“We’re starting a restoration, a transformation of that block that we believe will revitalize downtown,” said Shvo, who said he’s also in talks to bring three public restaurants to the Pyramid.
It will be Core’s third location after New York, where it is moving into another Shvo-owned building, and Milan, Italy.
“We’re very bullish on San Francisco and big cities generally, especially gateway cities,” said Jennie Enterprise, founder and chairman of Core, which opened in 2005. “We weren’t compelled to expand. It had to be an evolution that made sense. It’s about finding a city that’s internationally relevant and culturally vibrant.”
San Francisco is a center of innovation, culture and food, qualities that haven’t been dimmed by the pandemic, she said.
Core plans to create “several hundred new jobs” at the Pyramid. The club will bring in chefs from around the world and plans numerous cultural events, including public ones at the adjacent Redwood Park. Core’s New York location has hosted two hundred events a year including talks with high-profile actors and artists including James Franco and Jeff Koons.
It won’t be cheap to get in.
Core’s initiation fees range from $15,000 to $100,000 for a “founding membership,” which gives access to an entire family. Only 20 are available in San Francisco, with annual fees ranging from $15,000 to $18,000. A membership, which is invite-only, gives access to the San Francisco, New York and Milan locations. Food, drinks and other services cost extra.
Core signed a 20-year lease for 45,000 square feet at the Pyramid last year, part of a burst of business activity that came despite San Francisco’s doldrums during the pandemic — office vacancy has more than tripled to around 20%. Shvo said he’s signed and renewed leases at the Pyramid with multiple tenants, including Core, totaling over 100,000 square feet in the past year, with rents over $100 per square foot annually, some of the highest in the country. It’s a vindication, he said, of his strategy of buying only “super prime real estate.”
Shvo and his partners bought the pyramid and two nearby buildings in October 2020 for $650 million from Aegon, the parent of Transamerica Corp. It was the first time the building had been sold since it opened in 1972.
Shvo was born in Israel and owned a taxi fleet in New York before becoming a top real estate broker and launching his own eponymous firm in 2004, focusing on luxury condo projects around the world.
He pleaded guilty in 2018 to tax evasion tied to fine art, jewelry and a Ferrari purchase and settled for $3.5 million, avoiding prison time. New York prosecutors said “Shvo’s brand of tax evasion was an art form unto itself.”

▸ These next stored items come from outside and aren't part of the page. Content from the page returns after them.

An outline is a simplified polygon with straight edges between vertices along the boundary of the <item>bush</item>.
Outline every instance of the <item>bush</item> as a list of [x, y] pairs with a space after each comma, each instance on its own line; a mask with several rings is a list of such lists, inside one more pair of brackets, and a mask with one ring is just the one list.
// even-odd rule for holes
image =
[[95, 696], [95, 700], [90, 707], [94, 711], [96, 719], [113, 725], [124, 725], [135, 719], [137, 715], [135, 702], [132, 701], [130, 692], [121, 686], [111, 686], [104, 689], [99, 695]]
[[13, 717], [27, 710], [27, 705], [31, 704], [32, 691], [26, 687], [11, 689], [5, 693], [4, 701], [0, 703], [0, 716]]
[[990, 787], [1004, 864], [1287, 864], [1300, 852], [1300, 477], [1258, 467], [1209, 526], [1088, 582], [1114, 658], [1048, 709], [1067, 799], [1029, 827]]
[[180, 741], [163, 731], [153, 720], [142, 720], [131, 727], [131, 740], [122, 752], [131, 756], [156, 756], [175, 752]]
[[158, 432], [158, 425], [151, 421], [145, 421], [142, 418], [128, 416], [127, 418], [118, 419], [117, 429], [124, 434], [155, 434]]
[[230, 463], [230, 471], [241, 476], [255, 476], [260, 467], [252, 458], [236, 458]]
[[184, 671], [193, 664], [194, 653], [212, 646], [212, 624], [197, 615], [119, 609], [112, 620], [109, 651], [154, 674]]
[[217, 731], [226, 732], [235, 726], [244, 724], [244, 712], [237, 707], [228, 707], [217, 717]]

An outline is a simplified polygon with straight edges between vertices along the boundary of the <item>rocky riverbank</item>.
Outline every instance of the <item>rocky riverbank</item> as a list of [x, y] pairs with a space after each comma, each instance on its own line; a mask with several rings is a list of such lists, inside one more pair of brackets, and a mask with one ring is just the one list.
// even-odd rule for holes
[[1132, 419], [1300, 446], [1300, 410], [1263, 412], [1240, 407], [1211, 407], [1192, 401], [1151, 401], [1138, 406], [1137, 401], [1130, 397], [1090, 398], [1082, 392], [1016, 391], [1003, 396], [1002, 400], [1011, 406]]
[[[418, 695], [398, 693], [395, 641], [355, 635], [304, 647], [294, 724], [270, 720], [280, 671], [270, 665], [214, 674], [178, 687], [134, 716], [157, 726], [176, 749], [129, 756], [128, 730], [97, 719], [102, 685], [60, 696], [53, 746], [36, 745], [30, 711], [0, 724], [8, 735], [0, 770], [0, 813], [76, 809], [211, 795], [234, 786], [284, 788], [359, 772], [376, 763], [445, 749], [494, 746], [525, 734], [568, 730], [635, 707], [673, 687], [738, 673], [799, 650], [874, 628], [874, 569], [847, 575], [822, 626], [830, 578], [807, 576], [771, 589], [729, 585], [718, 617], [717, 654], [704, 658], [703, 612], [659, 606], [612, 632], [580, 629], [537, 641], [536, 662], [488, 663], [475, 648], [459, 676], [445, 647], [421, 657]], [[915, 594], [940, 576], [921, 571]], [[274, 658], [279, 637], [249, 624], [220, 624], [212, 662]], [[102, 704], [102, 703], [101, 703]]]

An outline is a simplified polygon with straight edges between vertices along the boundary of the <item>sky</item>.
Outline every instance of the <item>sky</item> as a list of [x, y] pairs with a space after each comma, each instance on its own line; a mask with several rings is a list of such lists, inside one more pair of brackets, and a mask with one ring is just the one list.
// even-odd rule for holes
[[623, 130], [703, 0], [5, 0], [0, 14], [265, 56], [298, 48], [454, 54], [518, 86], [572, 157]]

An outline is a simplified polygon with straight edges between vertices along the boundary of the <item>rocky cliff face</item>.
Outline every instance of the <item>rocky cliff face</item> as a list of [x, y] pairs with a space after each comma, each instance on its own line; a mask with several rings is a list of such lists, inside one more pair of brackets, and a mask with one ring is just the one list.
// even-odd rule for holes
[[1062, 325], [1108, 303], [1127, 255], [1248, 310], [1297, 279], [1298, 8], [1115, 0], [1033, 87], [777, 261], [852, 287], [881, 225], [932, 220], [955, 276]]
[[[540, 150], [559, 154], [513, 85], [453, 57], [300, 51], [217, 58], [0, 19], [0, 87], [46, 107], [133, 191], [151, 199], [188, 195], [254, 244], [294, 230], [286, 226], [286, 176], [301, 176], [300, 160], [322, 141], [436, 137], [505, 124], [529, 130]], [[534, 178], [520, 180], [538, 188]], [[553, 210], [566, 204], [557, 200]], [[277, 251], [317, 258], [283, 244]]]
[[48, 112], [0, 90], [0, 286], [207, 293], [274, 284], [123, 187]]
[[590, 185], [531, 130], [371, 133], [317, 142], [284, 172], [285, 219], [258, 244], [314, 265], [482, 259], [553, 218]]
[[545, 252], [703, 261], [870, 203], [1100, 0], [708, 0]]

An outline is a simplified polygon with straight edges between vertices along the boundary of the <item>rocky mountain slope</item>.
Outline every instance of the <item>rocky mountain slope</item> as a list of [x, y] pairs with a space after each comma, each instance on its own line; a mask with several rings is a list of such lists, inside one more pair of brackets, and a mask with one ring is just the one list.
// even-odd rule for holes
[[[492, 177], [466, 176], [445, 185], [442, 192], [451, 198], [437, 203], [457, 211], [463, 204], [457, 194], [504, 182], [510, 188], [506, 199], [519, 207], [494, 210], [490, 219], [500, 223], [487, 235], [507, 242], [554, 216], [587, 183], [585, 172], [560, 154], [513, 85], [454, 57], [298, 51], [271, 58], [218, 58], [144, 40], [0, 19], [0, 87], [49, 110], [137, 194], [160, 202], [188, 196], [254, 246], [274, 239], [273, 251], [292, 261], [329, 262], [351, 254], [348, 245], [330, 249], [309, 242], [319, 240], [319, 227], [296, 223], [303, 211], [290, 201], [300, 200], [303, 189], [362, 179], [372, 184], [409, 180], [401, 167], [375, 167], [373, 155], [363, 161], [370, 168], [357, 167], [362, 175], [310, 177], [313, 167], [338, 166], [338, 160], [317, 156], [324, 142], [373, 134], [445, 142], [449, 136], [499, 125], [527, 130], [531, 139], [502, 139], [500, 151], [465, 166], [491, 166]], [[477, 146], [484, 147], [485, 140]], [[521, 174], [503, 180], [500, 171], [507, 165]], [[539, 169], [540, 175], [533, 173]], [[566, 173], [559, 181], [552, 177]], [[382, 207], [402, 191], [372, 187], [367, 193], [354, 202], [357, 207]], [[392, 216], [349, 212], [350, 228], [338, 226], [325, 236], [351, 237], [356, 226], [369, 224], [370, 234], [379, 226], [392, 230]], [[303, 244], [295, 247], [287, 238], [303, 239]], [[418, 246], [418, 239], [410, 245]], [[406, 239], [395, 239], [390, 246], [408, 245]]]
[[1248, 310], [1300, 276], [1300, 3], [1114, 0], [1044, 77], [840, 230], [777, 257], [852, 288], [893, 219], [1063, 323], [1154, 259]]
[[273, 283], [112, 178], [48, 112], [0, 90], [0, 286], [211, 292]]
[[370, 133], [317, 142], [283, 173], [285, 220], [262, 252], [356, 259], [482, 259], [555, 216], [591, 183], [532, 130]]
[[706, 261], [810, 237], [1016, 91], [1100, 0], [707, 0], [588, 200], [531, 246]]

He has been one of the most active investors during the pandemic, scooping up the Pyramid, along with 333 South Wabash in Chicago, a notable red building in the city’s skyline, and 530 Broadway in New York. Shvo’s partners include Deutsche Finance America and Bayerische Versorgungskammer, Germany’s biggest pension fund. He is also developing a 54-unit Mandarin Oriental luxury condo project in Beverly Hills, part of a West Coast expansion that has him hungry for more properties.
“COVID is a moment in time,” he said. “There was life before COVID. There will be life after COVID.”
He also plans to propose a new office building at 545 Sansome St. next to the Pyramid, though no proposal has been finalized.
The pandemic has highlighted that in-person experiences and interactions are indispensable, another reason for Core to be expanding, Enterprise said.
“You can Zoom all you want,” she said. “There is no substitute for community.”